While recuperating in a circular bed in the hospital, he began to visualize 100 construction workers reconstructing his pelvic bones. His visualization was aided by healing sounds used by the medicine men or shamans of Nicaragua’s Mesquito Indians. He did the visualization morning, noon and evening.
On the third month of his confinement, he developed a sensation in his toe, which was medically impossible. On the sixth month, he developed a sensation in his legs. Another impossibility. On the 12th month, he was able to sit down. When I met him in Cebu, he was jogging.
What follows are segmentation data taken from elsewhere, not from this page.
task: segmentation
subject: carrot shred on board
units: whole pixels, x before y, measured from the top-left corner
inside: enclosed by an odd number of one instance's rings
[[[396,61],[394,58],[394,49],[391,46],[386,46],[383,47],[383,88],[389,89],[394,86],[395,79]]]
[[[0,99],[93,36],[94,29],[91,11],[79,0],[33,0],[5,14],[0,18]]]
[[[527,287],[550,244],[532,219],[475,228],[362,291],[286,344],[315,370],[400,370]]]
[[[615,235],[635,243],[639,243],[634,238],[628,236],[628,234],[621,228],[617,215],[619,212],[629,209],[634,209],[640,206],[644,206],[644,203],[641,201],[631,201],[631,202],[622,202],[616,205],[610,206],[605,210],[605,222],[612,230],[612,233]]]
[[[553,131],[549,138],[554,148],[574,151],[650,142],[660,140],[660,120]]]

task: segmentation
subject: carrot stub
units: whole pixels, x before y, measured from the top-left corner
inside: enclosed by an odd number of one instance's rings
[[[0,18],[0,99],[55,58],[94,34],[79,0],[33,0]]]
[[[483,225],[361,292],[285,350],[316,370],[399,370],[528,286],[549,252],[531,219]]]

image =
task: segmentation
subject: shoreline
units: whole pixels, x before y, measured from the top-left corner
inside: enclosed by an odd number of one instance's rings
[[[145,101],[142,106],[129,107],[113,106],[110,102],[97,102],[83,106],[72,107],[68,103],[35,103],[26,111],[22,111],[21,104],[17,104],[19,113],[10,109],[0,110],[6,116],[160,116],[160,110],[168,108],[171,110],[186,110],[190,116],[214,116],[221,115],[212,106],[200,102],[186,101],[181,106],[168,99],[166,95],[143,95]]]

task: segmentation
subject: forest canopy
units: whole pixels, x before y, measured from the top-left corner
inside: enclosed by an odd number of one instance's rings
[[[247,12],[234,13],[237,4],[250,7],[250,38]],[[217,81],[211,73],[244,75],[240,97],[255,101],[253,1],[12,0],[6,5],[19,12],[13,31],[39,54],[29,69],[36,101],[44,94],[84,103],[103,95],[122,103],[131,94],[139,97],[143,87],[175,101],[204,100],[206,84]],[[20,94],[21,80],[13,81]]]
Ponath told me, “If the people you (tell) this story to do not believe you, tell them to go to the Museum of Natural History in Dallas, and there they will find my story.”
There are many other stories I can relate here about extraordinary healing that occurred using mental imagery or some other natural means or techniques.
But western-trained medical doctors and scientists normally ignore and even frown upon such stories for several reasons.
First, they happen at random and quite infrequently. Second, they cannot be explained scientifically or rationally.
Third, they seem to happen mainly to people who are suggestible and therefore highly subjective.
But neuroscientists and other specialists in the last 20 or 30 years have begun to unravel the mysterious connections among our nervous system, emotions and the immune system.
They have discovered and are still discovering the vital role our minds and emotions play in the emergence of disease and its possible management and cure.
In the near future, more progressive physicians will be asking their patients not only about the symptoms they have but also the following: “How do you feel about your job? Your wife or husband? Your mother-in-law? What upsets you or makes you angry? Do you get enough sleep? Etc.”
They may prescribe not just drugs or surgery but also meditation, visualization, yoga, Qui Gong, Tai Chi or even laughter to fight disease.